A majority of the 17 troops that boarded a bus on that brisk Jan. 12 afternoon did not know what to expect beyond the fact that their hosts awaited them at their mukhayyam, a collection of tents situated outside the city limits of Al-Jahra, Kuwait. After a 90-minute drive along the desert landscape, the Soldiers stepped off their cramped coach and onto the courtyard of a lavishly decorated khaima tent complete with an archway entrance, a lighted pathway, a bubbling fountain and a grass lawn.
After making formal introductions the Soldiers took off their shoes and sat on the khaima tent's carpeted floor lined with cushions and pillows. Their hosts soon served tea and hors d'oeuvres while discussing current events.
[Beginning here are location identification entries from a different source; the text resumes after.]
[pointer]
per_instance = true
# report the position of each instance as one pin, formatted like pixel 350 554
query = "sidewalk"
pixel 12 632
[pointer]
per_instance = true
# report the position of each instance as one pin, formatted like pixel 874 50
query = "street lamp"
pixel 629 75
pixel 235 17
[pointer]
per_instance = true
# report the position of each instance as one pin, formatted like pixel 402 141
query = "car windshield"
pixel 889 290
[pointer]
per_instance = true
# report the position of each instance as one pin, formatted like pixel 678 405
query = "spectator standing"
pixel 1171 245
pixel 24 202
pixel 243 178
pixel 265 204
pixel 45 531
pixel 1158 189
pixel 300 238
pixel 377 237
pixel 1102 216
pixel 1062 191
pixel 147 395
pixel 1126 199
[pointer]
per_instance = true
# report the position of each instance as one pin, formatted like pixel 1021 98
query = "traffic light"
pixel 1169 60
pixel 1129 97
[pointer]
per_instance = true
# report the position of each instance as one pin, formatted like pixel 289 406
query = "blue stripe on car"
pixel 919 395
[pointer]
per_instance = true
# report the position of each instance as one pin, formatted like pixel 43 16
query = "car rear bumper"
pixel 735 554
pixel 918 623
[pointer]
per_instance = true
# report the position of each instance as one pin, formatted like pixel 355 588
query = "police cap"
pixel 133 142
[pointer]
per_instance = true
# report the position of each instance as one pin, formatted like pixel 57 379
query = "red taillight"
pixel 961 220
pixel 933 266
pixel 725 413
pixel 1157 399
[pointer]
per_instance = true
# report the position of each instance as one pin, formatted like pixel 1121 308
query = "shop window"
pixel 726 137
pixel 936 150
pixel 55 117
Although typically a male only congregation, the Kuwaitis broke tradition by welcoming the female Soldiers into the conversation.
The discussion gave way to a melody when Abdullah Al Omir, a well known musician among the local populace, picked up a lute—the predecessor to the guitar—and played “The Star-Spangled Banner.” Omir then handed the instrument to the Soldiers, some of whom played a few chords.
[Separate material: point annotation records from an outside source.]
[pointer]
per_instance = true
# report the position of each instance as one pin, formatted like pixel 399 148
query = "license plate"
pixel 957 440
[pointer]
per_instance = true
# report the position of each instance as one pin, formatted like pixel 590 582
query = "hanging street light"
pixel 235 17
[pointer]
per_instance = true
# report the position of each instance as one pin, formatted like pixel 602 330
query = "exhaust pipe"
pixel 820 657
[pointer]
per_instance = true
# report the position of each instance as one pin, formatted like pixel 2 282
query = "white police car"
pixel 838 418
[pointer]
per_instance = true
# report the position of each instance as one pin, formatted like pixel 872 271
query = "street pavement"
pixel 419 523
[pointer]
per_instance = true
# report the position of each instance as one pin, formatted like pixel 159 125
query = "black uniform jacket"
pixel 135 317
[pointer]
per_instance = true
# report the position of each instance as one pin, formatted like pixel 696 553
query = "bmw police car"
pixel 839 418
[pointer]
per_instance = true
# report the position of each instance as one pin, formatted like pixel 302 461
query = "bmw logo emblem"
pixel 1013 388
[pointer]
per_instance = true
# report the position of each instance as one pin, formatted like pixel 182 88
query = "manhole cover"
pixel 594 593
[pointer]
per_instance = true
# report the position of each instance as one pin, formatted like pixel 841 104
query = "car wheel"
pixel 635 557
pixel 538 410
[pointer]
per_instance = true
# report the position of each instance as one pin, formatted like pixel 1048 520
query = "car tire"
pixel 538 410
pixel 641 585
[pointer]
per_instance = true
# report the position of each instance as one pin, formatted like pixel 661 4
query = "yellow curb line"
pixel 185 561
Later in the evening more musicians set up their lutes, drums, keyboards and violins and played popular Arabic songs. The catchy tunes inspired Americans and Kuwaitis alike to dance the night away.
Between songs and dances the attendees were drawn to a nearby khaima tent enveloped in the mouth-watering smells of an Arabic dinner buffet. There the guests dined on rice, soup, lamb, fish, chicken, salad and an assortment of desserts.
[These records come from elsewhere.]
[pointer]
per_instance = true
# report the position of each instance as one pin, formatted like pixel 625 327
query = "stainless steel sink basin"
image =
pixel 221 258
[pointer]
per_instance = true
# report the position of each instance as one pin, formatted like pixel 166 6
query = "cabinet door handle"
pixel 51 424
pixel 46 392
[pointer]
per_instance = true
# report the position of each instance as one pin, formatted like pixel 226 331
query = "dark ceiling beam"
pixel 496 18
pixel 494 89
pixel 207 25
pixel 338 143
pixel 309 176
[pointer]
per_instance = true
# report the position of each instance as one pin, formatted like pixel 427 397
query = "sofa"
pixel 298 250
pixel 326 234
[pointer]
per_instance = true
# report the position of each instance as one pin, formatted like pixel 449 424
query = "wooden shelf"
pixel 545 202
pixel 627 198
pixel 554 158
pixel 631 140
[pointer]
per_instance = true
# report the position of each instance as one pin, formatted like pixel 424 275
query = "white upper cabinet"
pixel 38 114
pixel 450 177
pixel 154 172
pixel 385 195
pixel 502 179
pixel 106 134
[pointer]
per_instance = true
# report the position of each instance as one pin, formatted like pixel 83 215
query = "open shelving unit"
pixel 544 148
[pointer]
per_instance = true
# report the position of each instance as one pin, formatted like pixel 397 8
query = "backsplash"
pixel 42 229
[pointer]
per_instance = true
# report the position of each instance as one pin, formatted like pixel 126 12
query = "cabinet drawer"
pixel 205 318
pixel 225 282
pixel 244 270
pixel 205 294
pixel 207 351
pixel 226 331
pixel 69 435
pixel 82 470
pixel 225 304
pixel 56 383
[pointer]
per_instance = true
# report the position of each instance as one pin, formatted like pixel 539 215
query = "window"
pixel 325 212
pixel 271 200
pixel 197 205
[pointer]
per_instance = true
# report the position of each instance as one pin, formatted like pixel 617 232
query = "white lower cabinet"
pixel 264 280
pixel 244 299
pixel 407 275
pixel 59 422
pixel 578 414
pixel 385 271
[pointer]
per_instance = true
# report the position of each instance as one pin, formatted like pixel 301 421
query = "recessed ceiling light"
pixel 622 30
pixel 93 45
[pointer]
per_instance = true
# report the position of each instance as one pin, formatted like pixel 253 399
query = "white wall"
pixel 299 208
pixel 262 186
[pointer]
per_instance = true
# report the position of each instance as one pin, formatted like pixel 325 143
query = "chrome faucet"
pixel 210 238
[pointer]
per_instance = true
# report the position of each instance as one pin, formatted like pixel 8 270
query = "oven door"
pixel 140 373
At 11 p.m. the Soldiers said farewell to their Kuwaiti hosts with both parties promising that they will meet again under similar circumstances.
The trip was made possible in part by the 143d ESC's civil affairs section.
“That was the real thing,” said Sgt. 1st Class Cesar E.Rivera, the 143d ESC's G-9 noncommissioned officer-in-charge, as he reflected on the night's events. “By participating in these kinds of engagements, we have a unique opportunity to gain a better understanding of the local Kuwaiti culture while learning more about Islamic customs.”